A 30-Day Pooled Analysis of Acetyl Salicylic Elimination Trials (ASET) In Brazil and Japan: Synergy Stent With Prasugrel Monotherapy Without Aspirin
Yuki Ishibashi1, Shinichiro Masuda2, Takashi Muramatsu3, Ken Kozuma4, Hideyuki Kawashima4, Gaku Nakazawa5, Kuniaki Takahashi6, Kengo Tanabe7, Norihiro Kogame8, Masato Nakamura9, Taku Asano10, Takayuki Okamura11, Yosuke Miyazaki11, Hiroki Tateishi11, Yukio Ozaki12, Shimpei Nakatani6, Yuki Katagiri13, Yoshihiro Morino14, Kai Ninomiya2, Shigetaka Kageyama2, Nozomi Kotoku2, Patricia O. Guimarães15, Pedro Lemos15, Yoshinobu Onuma2, Patrick W. Serruys2
St. Marianna University School of Medicine, Japan1, University of Galway, Ireland2, Fujita Health University Hospital, Japan3, Teikyo University Hospital, Japan4, Kindai Univerisity, Japan5, Osaka Police Hospital, Japan6, Mitsui Memorial Hospital, Japan7, Ota Memorial Hospital, Japan8, Toho University Ohashi Medical Center, Japan9, St. Luke's International Hospital, Japan10, Yamaguchi University Hospital, Japan11, Fujita Health University, Japan12, Sapporo Higashi Tokushukai Hospital, Japan13, Iwate Medical University, Japan14, University of Sao Paulo, Brazil15
The safety of P2Y12 monotherapy without aspirin after coronary artery stent deployment is currently under intensive investigation in multiple countries and continents. Previously, the ASET-Brazil pilot study demonstrated the feasibility and safety of prasugrel monotherapy (10 mg/day) after a successful SYNERGY stent deployment in low-risk chronic coronary syndrome (CCS) patients presenting with anatomical SYNTAX score < 23. As an extension of the ASET Brazil pilot study, the ongoing ASET-Japan trial is conducted to assess the safety of an adjusted dose of monotherapy prasugrel (3.75 mg/day) for CCS and NSTE-ACS patients in East Asian populations. The aim of this study was to assess the 30 days results of prasugrel monotherapy without aspirin after successful SYNERGY stent(s) deployment for CCS and NSTE-ACS patients.
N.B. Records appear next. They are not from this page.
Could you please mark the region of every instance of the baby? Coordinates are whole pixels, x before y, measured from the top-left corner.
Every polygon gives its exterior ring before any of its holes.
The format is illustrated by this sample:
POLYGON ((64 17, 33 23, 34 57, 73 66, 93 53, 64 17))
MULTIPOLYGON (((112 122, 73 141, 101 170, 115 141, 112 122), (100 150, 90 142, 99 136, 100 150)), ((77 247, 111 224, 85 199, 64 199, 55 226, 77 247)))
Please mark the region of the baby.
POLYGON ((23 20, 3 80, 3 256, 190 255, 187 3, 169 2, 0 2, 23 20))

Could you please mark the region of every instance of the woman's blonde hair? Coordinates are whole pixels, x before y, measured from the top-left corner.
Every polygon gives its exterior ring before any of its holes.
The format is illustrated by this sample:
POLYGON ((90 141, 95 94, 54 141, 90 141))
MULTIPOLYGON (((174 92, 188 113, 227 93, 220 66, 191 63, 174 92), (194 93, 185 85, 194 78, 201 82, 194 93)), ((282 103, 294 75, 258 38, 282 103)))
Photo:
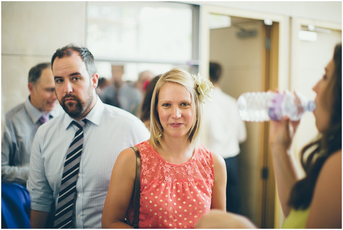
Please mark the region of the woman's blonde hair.
POLYGON ((183 86, 191 94, 192 106, 194 112, 193 124, 188 132, 188 139, 191 144, 194 146, 199 143, 200 130, 202 122, 202 103, 199 100, 199 94, 194 79, 191 74, 185 70, 174 68, 160 77, 156 83, 152 98, 150 109, 150 143, 154 149, 161 147, 163 129, 159 120, 157 110, 158 95, 162 87, 166 83, 179 84, 183 86))

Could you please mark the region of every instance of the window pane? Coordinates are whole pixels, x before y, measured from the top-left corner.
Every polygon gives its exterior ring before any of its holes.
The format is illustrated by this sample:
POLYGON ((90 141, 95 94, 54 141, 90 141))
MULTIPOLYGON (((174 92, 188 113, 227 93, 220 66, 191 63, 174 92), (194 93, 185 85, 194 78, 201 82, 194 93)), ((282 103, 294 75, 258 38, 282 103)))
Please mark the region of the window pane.
POLYGON ((191 5, 90 1, 88 19, 87 46, 96 59, 182 63, 193 59, 191 5))

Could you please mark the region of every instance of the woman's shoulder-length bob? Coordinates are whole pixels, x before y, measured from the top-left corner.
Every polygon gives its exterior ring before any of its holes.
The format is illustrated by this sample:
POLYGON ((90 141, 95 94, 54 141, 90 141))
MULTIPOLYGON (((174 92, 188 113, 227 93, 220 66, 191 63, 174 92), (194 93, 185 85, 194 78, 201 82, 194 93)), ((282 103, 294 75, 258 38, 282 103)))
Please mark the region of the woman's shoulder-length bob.
POLYGON ((157 106, 161 88, 167 82, 179 84, 184 86, 191 94, 194 117, 193 125, 188 131, 188 138, 191 144, 195 146, 199 143, 200 138, 203 113, 202 103, 199 100, 195 80, 190 73, 178 68, 173 68, 163 74, 156 83, 151 99, 150 144, 154 149, 163 145, 161 140, 163 130, 159 120, 157 106))

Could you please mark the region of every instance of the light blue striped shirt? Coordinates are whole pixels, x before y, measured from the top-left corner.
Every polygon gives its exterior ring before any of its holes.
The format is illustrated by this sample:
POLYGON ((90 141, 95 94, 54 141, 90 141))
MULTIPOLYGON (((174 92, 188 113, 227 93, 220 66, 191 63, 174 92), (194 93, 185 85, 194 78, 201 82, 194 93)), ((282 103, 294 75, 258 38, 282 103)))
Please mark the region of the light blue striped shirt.
MULTIPOLYGON (((101 217, 112 168, 124 149, 147 140, 144 124, 124 110, 97 97, 87 115, 72 227, 101 228, 101 217)), ((27 189, 31 209, 50 211, 57 204, 67 151, 77 130, 67 113, 38 129, 32 145, 27 189)), ((120 185, 119 185, 120 186, 120 185)))
MULTIPOLYGON (((29 97, 5 115, 1 139, 1 180, 26 186, 33 138, 43 112, 34 106, 29 97)), ((49 113, 50 119, 64 112, 61 106, 49 113)))

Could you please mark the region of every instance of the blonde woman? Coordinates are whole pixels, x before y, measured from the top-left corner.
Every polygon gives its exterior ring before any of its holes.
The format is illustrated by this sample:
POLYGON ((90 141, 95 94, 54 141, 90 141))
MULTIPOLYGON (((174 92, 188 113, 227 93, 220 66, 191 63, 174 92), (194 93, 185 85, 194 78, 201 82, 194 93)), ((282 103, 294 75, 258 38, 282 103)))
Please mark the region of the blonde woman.
MULTIPOLYGON (((211 209, 225 210, 221 157, 199 143, 202 104, 213 86, 179 68, 163 74, 151 101, 150 139, 136 146, 142 159, 140 228, 193 228, 211 209)), ((103 228, 130 228, 135 156, 123 150, 112 172, 103 228)))

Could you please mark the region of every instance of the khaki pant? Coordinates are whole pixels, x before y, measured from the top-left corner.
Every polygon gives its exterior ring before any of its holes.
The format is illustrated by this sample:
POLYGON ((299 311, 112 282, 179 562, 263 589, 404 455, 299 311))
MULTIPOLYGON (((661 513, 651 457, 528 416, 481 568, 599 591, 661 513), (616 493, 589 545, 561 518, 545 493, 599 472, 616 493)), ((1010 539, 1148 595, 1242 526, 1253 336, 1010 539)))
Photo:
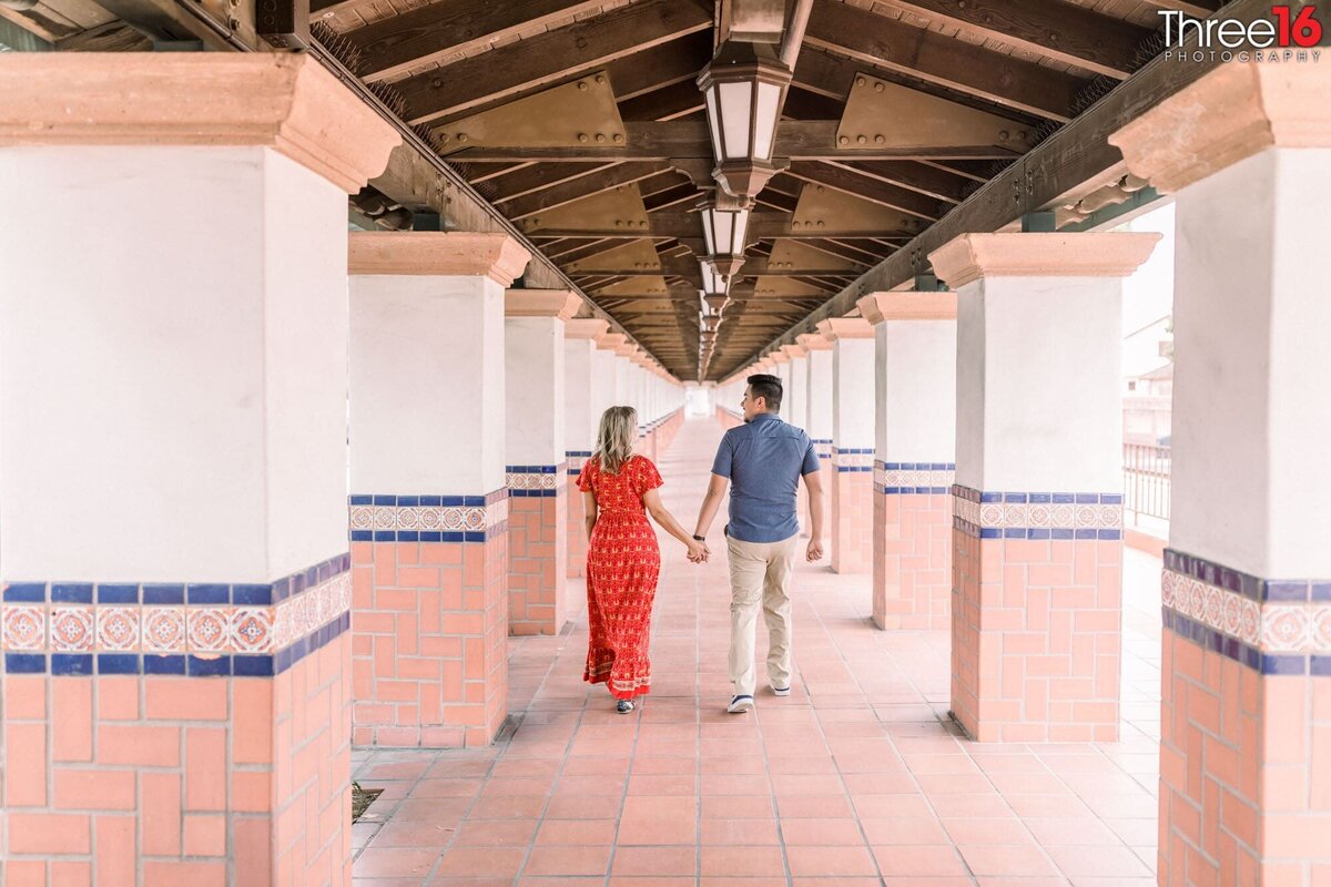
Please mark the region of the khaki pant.
POLYGON ((735 696, 753 696, 757 674, 757 605, 767 621, 767 677, 773 688, 791 686, 791 565, 799 533, 779 543, 727 539, 731 561, 731 681, 735 696))

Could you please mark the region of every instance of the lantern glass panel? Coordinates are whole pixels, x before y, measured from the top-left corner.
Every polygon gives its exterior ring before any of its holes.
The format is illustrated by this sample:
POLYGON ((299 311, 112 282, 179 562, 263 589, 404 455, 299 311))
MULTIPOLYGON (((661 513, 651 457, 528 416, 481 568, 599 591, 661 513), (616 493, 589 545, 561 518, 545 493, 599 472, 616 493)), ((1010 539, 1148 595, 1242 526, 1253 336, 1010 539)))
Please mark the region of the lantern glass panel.
POLYGON ((776 136, 776 109, 781 88, 776 84, 757 85, 757 112, 753 114, 753 156, 772 158, 772 140, 776 136))
POLYGON ((748 157, 753 88, 747 82, 720 84, 721 132, 725 160, 748 157))

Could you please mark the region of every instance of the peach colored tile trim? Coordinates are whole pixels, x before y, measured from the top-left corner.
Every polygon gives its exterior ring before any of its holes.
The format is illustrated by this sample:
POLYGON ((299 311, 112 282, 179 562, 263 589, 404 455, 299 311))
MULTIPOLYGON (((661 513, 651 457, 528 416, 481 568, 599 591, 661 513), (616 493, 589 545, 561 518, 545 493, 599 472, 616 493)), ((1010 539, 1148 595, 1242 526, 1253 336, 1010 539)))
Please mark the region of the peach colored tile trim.
POLYGON ((1161 234, 962 234, 929 254, 953 290, 985 277, 1127 277, 1161 234))
POLYGON ((582 298, 572 290, 507 290, 506 318, 559 318, 566 323, 578 313, 582 298))
POLYGON ((873 324, 884 320, 956 320, 956 293, 870 293, 858 302, 860 315, 873 324))
POLYGON ((832 343, 824 339, 819 332, 801 332, 795 336, 795 340, 799 342, 805 351, 828 351, 832 347, 832 343))
POLYGON ((507 234, 351 231, 349 274, 475 275, 510 286, 531 253, 507 234))
POLYGON ((1331 146, 1331 68, 1223 64, 1109 137, 1169 193, 1266 148, 1331 146))
POLYGON ((564 324, 566 339, 598 340, 610 331, 610 320, 596 318, 574 318, 564 324))
POLYGON ((819 335, 828 342, 840 339, 872 339, 873 324, 864 318, 829 318, 819 320, 819 335))
POLYGON ((349 194, 402 141, 303 55, 15 53, 0 94, 0 146, 264 146, 349 194))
In this pooled analysis of the ASET Brazil and Japan trials, the primary ischemic endpoint was the composite of cardiac death, spontaneous target vessel myocardial infarction (MI), and definite stent thrombosis at 30 days follow-up. Primary bleeding endpoints were Bleeding Academic Research Consortium (BARC) type 3 or 5.
A total of 404 with 365 CCS and 39 NSTE-ACS patients were included in the study. Overall, the mean age was 64.4 ± 10.1, and 73.5 % were male. The incidence of diabetes mellitus (DM) was 34.9%. The anatomical SYNTAX score was low, but comparable in the ASET Japan and Brazil (7.8 ± 4.5 vs 7.2 ± 4.5, p = 0.112). The use of intravascular imaging in the ASET-Japan was significantly higher than in the ASET-Brazil (99.1% vs 14.8%, p < 0.001). On the final angiogram, 99.8% of the population achieved TIMI (Thrombolysis in myocardial infarction) grade III flow. The primary BARC 5b bleeding event occurred only in 1 patient (0.2%). No cardiac death, target vessel MI, or stent thrombosis occurred.
Aspirin-free prasugrel monotherapy with various dosages following successful SYNERGY stent(s) deployment showed excellent clinical outcomes without stent thrombosis in selected low-risk CCS and NSTE-ACS patients.